论文标题
与上下文启动的自动编码器的类别学习
Category-Learning with Context-Augmented Autoencoder
论文作者
论文摘要
寻找现实世界数据的可解释的非冗余表示是机器学习的关键问题之一。众所周知,生物神经网络以无监督的方式很好地解决了这个问题,但是无监督的人工神经网络要么努力执行此问题,要么需要单独进行每个任务进行微调。我们将其与以下事实联系在一起,即生物大脑在观察结果之间的关系中学习,而人工网络则没有。我们还注意到,尽管幼稚的数据增强技术对于监督学习问题可能非常有用,但自动编码器通常无法概括来自数据增强的转换。因此,我们认为,提供有关数据样本之间关系的其他知识将提高模型找到有用的内部数据表示的能力。更正式的是,我们将数据集视为多种多样,而是一个类别,其中示例是对象。如果两个对象实际上代表了同一实体的不同转换,则两个对象是通过态度连接的。在这种形式主义之后,我们提出了一种新的方法,即在训练自动编码器时使用数据增强。我们以这样的方式训练一个变性自动编码器,以使辅助网络可以根据隐藏的表示可以预测的转换结果。我们认为,线性分类器在学会表示形式上的分类精度是衡量其可解释性的好指标。
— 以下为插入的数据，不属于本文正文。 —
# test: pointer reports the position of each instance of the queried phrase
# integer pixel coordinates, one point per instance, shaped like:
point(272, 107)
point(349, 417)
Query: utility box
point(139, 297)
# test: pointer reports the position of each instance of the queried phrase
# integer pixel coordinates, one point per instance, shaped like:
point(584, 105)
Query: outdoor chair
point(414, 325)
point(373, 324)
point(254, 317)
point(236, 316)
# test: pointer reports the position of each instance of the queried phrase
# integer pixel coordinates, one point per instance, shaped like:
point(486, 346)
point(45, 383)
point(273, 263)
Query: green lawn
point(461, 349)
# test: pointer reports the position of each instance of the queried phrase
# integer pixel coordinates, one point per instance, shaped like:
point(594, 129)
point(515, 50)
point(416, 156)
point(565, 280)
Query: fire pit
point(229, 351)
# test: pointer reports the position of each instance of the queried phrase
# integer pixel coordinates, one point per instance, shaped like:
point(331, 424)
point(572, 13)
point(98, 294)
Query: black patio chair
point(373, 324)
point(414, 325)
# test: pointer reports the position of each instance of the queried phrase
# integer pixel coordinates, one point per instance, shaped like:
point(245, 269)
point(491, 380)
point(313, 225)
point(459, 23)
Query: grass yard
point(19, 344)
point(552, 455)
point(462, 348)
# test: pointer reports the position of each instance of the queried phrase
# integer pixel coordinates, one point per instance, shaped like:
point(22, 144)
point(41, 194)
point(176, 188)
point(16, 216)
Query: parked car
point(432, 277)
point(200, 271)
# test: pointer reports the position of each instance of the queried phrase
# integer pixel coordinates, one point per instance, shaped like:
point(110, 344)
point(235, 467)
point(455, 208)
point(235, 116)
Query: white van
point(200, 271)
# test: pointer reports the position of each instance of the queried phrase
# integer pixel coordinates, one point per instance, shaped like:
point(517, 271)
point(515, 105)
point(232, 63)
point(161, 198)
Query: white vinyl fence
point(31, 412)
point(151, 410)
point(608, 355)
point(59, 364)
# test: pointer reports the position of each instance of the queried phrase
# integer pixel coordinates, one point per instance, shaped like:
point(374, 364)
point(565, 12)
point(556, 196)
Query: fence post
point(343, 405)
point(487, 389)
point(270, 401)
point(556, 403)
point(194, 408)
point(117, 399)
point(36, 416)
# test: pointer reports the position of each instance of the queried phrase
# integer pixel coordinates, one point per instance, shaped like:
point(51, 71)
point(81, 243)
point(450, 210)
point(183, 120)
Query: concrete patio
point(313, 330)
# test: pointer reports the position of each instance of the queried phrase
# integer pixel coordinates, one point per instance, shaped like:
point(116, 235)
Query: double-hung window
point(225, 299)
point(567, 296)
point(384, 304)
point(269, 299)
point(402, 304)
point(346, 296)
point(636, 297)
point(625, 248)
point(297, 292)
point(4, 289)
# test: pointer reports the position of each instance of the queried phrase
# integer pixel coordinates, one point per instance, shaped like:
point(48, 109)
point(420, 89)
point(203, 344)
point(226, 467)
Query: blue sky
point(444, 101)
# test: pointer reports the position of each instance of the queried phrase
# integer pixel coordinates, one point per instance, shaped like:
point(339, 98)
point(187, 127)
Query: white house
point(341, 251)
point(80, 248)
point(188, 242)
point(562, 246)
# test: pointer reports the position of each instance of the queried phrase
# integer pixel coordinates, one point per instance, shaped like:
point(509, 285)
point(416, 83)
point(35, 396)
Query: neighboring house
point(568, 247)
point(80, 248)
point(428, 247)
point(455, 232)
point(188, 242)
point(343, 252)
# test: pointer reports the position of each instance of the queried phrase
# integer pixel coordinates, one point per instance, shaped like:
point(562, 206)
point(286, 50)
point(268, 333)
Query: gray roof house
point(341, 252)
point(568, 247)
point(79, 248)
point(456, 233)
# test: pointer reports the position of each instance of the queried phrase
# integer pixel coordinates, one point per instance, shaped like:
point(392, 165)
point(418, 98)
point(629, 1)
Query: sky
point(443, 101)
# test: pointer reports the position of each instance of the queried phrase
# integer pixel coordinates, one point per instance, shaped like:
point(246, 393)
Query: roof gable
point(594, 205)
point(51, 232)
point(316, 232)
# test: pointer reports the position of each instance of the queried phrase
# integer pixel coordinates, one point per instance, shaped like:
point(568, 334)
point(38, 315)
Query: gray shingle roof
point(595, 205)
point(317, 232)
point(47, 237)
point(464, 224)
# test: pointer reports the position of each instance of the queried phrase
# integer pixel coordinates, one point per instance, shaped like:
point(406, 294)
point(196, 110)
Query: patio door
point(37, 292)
在我们的实验中,当前的方法的表现优于$β$ -VAE,并且与高斯混合物VAE相当。
Finding an interpretable non-redundant representation of real-world data is one of the key problems in Machine Learning. Biological neural networks are known to solve this problem quite well in unsupervised manner, yet unsupervised artificial neural networks either struggle to do it or require fine tuning for each task individually. We associate this with the fact that a biological brain learns in the context of the relationships between observations, while an artificial network does not. We also notice that, though a naive data augmentation technique can be very useful for supervised learning problems, autoencoders typically fail to generalize transformations from data augmentations. Thus, we believe that providing additional knowledge about relationships between data samples will improve model's capability of finding useful inner data representation. More formally, we consider a dataset not as a manifold, but as a category, where the examples are objects. Two these objects are connected by a morphism, if they actually represent different transformations of the same entity. Following this formalism, we propose a novel method of using data augmentations when training autoencoders. We train a Variational Autoencoder in such a way, that it makes transformation outcome predictable by auxiliary network in terms of the hidden representation. We believe that the classification accuracy of a linear classifier on the learned representation is a good metric to measure its interpretability. In our experiments, present approach outperforms $β$-VAE and is comparable with Gaussian-mixture VAE.